Touch Sanitation & Maintenance Art: the Work of Mierle Laderman Ukeles

The incredible weather has me getting excited for the summer, and in the process, thinking back to our past couple of summers, and imaging the summer ahead. I recalled the city workers strike back in 2009 and it reminded me of the work of Mierle Laderman Ukeles, and I thought it was long past due that I post about her work.

From the description at the Ronald Feldman Gallery, Ukeles spent eleven months from mid-1979 to 1980 creating Touch Sanitation, a public performance art work. She crisscrossed New York City ten times to reach all fifty-nine sanitation districts to face, shake hands with and thank every sanitation worker for “keeping New York City alive.”

And as noted over at the Green MuseumTouch Sanitation was Ukeles’ first project as the city’s new artist-in-residence […] Ukeles traveled sections of New York City to shake the hands of over 8500 sanitation employees or “sanmen” during a year-long performance. She documented her activities on a map, meticulously recording her conversations with the workers.

At the conclusion of the performance she was made Honorary Deputy Commissioner of Sanitation and also Honorary Teamster Member of Local 831, United Sanitationmen’s Association, and I believe she’s been an artist in residence there ever since.

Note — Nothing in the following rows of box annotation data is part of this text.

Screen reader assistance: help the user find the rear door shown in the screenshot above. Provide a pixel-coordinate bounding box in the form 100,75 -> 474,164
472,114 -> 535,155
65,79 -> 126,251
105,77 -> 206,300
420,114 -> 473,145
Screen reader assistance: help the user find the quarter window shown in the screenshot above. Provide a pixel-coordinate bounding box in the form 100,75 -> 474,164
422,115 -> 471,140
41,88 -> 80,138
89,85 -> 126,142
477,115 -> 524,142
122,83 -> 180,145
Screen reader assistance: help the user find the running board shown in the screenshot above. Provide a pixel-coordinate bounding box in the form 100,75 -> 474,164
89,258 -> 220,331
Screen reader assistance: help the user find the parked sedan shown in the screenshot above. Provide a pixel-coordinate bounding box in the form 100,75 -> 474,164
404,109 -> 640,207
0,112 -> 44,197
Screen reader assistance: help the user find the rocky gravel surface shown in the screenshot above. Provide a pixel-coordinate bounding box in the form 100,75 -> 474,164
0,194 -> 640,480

Also worth checking out — her Manifesto for Maintenance Art 1969. After child-birth in 1968, Ukeles became a mother/maintenance worker and fell out of the picture of the avant-garde. In a rage, she wrote the Manifesto for Maintenance Art 1969, applied equally to the home, all kinds of service work, the urban environment, and the sustenance of the earth itself. She viewed the Manifesto as “a world vision and a call for revolution for the workers of survival who could, if organized, reshape the world.”

This is the kind of work that makes me want to make more art.

Happy Friday.

3 Replies to “Touch Sanitation & Maintenance Art: the Work of Mierle Laderman Ukeles”

  1. Thanks for posting this Justin – Ukeles’ work is a testament to both observation and inventory, two very powerful tools in civic improvement.

    Looking forward to reading the Manifesto.